Ban alcohol and Carlsberg and Anheuser-Busch InBev would disappear from the mix, leaving betting, fast food, fizzy drinks, banking, sportswear and airlines, but where do you draw the line?

Extending bans for the sake of not exposing children and teenagers to products and brands liable to influence their consuming habits or damage their health to their logical conclusion; adverts and references to fast food, soft drinks high in sugar, gambling and potential debt in the form of credit card borrowing should surely also face a moratorium.

What does that leave with? Well, going by the list above it leaves you with the sportswear manufacturers and car manufacturers – big fish in a small pool.

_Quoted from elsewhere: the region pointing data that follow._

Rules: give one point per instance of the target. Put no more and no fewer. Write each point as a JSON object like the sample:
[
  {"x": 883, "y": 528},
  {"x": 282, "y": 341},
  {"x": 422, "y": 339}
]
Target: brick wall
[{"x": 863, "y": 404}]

Other non-controversial or contentious advertisers such as Ford and Continental tyres (who already sponsor the European Championships and coverage of the Champions League) would fill the void left by the banned brands, changing the landscape of sports advertising.

With less competition, these mega brands would undoubtedly advertise and sponsor more, further controlling what the television audience is exposed to.